Driverless car technology is the wild west right now. Every car manufacturer has their own skunkworks working on their own technology. Nobody except Elon Musk seems to want to share. They’re stuck in the mindset of keeping technology proprietary. Standards are a great thing. They lead to consistency, common suppliers, lower costs and potentially lower recalls.
Google’s goofy, Beetle-esque fully self-driving car is pretty cool as a proof-of-concept. A vehicle with absolutely no driver inputs. No steering wheel, no pedals. You just get in and ride to wherever you tell the car to go. And it works.
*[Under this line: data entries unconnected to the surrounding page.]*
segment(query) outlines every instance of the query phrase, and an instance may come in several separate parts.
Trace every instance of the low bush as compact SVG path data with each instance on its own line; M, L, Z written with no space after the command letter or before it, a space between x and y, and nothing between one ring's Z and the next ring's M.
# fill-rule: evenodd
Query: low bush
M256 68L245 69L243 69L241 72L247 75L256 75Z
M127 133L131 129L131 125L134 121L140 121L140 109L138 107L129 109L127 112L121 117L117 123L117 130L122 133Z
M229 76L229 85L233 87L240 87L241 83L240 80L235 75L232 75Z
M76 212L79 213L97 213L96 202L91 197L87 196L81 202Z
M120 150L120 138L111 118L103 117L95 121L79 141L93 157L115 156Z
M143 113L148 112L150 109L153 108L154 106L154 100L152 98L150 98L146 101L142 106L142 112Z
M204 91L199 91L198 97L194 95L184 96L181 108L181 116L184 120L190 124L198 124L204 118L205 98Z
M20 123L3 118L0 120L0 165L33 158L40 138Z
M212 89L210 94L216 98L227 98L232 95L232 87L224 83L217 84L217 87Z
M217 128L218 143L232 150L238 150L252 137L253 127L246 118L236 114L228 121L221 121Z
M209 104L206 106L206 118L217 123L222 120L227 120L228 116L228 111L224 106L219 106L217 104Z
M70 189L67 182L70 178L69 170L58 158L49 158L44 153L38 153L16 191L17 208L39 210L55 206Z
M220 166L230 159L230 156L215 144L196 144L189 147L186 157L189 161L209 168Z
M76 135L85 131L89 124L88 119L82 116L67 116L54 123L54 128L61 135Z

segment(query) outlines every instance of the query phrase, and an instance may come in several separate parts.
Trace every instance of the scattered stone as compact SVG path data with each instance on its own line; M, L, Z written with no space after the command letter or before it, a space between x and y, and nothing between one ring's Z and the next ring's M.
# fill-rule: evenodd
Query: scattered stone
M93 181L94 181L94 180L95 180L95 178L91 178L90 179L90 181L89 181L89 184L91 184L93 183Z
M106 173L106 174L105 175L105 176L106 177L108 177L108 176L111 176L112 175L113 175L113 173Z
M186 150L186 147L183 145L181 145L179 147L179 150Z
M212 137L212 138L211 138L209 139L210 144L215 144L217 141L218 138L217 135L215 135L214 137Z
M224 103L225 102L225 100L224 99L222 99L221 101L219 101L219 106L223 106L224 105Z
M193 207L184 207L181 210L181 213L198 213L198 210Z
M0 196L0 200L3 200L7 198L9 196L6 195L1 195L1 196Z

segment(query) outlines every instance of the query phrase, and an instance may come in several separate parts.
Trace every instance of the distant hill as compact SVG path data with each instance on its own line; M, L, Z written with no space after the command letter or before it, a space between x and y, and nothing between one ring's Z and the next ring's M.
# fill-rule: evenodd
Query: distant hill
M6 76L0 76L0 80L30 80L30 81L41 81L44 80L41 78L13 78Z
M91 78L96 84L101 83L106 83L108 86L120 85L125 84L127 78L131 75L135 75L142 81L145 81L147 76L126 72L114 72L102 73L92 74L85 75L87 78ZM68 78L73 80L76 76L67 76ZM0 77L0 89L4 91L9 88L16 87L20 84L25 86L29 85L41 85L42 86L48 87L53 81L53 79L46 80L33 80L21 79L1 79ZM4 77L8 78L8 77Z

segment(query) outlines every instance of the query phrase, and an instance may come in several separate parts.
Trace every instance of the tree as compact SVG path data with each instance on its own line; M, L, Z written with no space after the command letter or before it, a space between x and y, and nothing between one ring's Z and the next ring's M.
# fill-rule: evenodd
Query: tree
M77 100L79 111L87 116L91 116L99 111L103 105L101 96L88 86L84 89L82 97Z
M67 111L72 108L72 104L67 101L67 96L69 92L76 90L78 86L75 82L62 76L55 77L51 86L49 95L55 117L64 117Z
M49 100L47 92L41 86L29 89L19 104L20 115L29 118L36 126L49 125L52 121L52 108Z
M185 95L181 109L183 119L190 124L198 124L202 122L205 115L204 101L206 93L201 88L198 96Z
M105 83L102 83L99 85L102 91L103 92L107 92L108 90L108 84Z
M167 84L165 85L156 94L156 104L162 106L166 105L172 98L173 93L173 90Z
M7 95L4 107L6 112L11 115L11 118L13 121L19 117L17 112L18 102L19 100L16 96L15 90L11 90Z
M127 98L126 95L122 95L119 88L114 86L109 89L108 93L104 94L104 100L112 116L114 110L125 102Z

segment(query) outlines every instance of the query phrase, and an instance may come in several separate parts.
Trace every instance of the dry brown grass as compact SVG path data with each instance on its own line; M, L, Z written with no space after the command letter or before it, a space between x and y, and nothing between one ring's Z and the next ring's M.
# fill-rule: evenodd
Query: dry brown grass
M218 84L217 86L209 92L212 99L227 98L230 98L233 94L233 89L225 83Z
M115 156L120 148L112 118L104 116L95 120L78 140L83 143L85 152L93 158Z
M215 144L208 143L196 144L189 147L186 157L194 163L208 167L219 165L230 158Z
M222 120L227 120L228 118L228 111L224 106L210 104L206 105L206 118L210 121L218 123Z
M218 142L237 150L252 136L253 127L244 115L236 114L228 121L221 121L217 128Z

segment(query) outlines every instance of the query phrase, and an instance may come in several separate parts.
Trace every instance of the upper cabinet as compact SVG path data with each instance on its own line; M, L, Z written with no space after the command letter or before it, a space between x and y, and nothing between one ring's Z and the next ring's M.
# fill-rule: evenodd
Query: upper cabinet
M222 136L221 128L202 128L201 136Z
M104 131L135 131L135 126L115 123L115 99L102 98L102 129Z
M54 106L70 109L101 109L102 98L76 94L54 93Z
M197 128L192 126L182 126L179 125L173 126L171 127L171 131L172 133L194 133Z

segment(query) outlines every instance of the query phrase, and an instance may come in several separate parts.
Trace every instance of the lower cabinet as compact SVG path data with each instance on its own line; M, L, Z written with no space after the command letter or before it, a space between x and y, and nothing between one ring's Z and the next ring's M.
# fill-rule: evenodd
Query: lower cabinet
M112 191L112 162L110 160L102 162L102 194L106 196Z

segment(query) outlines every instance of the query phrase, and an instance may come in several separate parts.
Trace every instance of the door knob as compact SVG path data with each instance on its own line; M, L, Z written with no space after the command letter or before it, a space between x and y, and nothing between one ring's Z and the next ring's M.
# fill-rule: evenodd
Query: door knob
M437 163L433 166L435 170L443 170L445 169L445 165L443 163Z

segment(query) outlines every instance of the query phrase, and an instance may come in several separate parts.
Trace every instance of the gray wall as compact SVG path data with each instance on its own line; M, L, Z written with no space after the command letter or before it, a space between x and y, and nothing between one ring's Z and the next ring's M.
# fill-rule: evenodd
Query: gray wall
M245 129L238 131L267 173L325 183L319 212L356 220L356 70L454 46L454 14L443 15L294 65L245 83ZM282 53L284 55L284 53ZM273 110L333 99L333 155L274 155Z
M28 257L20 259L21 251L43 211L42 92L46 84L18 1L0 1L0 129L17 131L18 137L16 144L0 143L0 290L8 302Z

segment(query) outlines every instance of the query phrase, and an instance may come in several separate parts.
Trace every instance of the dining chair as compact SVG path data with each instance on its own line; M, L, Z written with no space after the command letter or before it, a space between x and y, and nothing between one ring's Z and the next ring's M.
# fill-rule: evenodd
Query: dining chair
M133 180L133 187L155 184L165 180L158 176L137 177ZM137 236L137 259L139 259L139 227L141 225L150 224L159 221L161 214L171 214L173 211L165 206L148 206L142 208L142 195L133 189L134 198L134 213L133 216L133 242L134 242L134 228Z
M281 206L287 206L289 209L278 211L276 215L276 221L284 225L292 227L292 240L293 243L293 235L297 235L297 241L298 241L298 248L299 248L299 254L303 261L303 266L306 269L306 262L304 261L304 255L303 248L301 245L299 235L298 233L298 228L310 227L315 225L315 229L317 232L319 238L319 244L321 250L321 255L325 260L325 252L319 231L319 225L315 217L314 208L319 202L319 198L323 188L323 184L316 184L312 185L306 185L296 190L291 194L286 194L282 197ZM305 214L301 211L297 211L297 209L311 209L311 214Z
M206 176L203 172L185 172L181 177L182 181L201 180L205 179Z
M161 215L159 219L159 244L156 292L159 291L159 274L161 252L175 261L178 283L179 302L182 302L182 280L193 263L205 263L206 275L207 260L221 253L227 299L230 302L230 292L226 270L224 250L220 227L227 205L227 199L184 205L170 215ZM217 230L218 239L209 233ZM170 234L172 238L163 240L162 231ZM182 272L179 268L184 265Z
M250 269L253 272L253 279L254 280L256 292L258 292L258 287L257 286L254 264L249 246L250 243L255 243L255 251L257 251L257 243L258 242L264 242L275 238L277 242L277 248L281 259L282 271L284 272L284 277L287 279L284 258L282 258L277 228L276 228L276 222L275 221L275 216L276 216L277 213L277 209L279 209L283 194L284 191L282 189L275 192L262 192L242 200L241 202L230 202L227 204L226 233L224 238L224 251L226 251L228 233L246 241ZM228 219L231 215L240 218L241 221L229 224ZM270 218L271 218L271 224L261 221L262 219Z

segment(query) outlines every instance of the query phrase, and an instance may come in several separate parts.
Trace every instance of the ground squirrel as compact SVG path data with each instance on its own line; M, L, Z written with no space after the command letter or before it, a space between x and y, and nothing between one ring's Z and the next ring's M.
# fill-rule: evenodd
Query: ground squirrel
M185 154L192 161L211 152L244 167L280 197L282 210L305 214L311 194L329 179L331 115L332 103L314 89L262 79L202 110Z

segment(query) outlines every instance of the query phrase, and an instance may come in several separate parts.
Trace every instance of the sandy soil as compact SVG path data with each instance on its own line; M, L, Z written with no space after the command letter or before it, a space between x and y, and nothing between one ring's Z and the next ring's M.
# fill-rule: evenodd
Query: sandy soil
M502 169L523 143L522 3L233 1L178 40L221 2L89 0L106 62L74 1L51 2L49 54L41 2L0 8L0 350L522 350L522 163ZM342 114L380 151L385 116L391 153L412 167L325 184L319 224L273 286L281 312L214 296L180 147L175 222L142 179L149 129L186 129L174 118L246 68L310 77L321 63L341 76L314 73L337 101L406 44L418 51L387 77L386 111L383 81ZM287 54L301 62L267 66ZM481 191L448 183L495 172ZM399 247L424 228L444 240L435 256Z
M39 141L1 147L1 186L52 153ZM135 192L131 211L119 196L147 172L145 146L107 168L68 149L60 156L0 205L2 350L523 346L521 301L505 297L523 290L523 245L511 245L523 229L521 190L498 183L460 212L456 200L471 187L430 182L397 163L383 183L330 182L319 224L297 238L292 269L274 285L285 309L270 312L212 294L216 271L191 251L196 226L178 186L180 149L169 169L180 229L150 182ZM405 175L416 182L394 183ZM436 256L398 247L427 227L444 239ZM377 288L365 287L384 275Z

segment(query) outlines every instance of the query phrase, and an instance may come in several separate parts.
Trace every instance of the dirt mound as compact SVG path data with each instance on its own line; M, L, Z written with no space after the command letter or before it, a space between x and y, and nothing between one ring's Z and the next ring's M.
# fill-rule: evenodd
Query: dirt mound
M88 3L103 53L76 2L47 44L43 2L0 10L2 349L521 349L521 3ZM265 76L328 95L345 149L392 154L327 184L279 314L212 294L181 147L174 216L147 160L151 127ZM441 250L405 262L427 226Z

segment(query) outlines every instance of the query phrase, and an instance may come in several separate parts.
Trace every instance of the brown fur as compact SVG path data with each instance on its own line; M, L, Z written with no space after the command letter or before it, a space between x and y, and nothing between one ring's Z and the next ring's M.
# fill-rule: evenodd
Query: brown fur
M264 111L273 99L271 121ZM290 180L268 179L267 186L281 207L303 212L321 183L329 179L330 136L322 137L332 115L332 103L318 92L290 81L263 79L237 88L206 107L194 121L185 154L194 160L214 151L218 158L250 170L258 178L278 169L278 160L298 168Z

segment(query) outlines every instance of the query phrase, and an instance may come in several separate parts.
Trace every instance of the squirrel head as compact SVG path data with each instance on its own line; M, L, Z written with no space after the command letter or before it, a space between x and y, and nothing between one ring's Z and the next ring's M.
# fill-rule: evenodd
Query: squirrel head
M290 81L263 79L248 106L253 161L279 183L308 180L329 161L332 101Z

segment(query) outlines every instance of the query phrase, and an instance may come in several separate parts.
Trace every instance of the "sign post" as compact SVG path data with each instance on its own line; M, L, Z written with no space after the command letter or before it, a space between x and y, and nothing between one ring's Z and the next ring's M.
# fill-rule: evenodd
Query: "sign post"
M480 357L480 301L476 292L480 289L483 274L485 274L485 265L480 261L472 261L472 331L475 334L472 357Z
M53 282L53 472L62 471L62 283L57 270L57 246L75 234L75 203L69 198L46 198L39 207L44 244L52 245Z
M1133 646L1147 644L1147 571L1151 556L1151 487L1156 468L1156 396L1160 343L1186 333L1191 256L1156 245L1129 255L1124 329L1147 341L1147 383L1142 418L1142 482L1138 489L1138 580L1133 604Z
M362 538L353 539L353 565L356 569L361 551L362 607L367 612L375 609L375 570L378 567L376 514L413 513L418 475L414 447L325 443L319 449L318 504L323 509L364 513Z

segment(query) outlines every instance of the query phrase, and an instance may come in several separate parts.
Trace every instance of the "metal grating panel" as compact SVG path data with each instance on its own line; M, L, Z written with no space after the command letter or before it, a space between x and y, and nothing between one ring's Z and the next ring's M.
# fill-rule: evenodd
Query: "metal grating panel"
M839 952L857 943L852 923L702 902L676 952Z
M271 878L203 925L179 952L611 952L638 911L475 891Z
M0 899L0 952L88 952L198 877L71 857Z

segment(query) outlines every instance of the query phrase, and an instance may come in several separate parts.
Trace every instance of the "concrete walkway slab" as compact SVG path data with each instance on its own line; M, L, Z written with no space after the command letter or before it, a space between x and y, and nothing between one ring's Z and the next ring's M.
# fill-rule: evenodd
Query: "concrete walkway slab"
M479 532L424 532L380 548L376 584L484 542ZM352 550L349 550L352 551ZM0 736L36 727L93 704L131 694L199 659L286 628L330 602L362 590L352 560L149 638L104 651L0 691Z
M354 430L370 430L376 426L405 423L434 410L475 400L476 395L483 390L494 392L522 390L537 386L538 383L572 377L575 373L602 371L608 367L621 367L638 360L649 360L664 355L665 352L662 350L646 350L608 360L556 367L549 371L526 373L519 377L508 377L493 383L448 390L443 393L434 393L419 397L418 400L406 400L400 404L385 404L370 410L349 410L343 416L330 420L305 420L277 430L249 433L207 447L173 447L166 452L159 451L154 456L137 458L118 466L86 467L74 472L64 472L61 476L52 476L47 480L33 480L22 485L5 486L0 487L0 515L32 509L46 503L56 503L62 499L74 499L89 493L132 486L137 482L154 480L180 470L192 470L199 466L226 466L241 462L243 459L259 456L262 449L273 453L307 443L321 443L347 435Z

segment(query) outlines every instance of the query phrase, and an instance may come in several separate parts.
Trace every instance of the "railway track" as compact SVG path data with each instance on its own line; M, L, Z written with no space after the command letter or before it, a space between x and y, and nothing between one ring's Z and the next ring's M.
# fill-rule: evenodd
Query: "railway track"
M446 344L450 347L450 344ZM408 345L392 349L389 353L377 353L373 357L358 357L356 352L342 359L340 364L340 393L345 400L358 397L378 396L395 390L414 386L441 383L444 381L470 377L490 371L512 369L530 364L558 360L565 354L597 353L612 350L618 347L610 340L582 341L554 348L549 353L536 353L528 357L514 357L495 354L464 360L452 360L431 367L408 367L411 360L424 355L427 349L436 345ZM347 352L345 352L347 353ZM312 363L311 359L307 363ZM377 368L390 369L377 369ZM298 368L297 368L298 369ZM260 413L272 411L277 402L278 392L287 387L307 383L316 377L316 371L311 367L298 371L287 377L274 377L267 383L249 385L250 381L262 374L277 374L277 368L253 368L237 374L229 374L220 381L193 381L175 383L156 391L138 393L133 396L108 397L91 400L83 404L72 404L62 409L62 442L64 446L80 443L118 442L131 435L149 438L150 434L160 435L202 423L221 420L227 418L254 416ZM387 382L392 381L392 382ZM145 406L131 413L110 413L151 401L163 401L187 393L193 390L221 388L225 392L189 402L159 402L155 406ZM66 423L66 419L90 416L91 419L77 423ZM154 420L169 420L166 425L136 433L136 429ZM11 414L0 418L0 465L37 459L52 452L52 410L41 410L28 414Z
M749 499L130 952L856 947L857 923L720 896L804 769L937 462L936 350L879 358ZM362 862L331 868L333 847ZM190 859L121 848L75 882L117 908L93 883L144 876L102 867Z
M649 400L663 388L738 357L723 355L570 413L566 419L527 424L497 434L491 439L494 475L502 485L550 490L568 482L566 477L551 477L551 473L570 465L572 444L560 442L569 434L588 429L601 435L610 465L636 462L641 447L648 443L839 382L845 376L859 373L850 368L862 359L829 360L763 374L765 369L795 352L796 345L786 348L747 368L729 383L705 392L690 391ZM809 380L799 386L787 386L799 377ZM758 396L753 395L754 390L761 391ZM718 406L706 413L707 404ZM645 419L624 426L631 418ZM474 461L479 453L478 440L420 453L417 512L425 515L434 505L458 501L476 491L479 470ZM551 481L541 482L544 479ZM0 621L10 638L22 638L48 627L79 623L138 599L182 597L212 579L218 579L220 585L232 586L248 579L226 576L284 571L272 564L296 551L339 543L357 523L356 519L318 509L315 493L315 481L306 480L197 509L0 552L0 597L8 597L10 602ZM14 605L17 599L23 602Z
So far, it’s limited to 25 mph on this generation of test vehicles, but it works in real-world situations, full of unpredictable other cars, pedestrians, cyclists and stray kittens.
You see that Velodyne LIDAR atop the car? Those ran $80,000 at first for Google. Velodyne is reportedly working on one that will cost around $10,000. Still one of the best systems in use currently. But would you buy a car that cost tens of thousands of extra dollars to have a virtual driver? The average person won’t. The average car on the road these days is 11 years old. That means adoption of new technology is slower than other forms of tech.
Expect that the very first driverless cars will be bought by wealthy, early-adopters, at least on some scale. I live in Los Angeles, and every year there’s a darling car that everyone (well, everyone with high incomes and a penchant for ostentation) buys. One year it’s the Maserati Quattroporte, another it’s the Porsche Panamera or Mercedes SLS. Fisker even got some time, but they seem to have all disappeared after Fisker went belly-up.
Most people probably don’t want a big LIDAR tower on top of their cars. But those looking to be noticed will. They will draw attention, everyone will know it’s a driverless car. So some rich folks will buy them, which allows for some real-world R&D that will ultimately help improve the technology AND lower the price. You have to thank early adopters of any technology for that.
Here’s a thought, though. If the average person isn’t interested in shelling out up to double the price of a particular car for full autonomy, who might benefit from this? How about ride-share services like Uber? It would cut their operating costs by about 25% (the cut the drivers get), reduce accidents, give them leverage against cabs, and guarantee the cars are in good, working order all the time. Uber could invest in a massive fleet of these cars, and THAT would be huge for driverless cars and for regular people.
A car on demand. Someone else maintains it, if the car you order breaks down, another one shows up minutes (or seconds) later to whisk you off to your destination.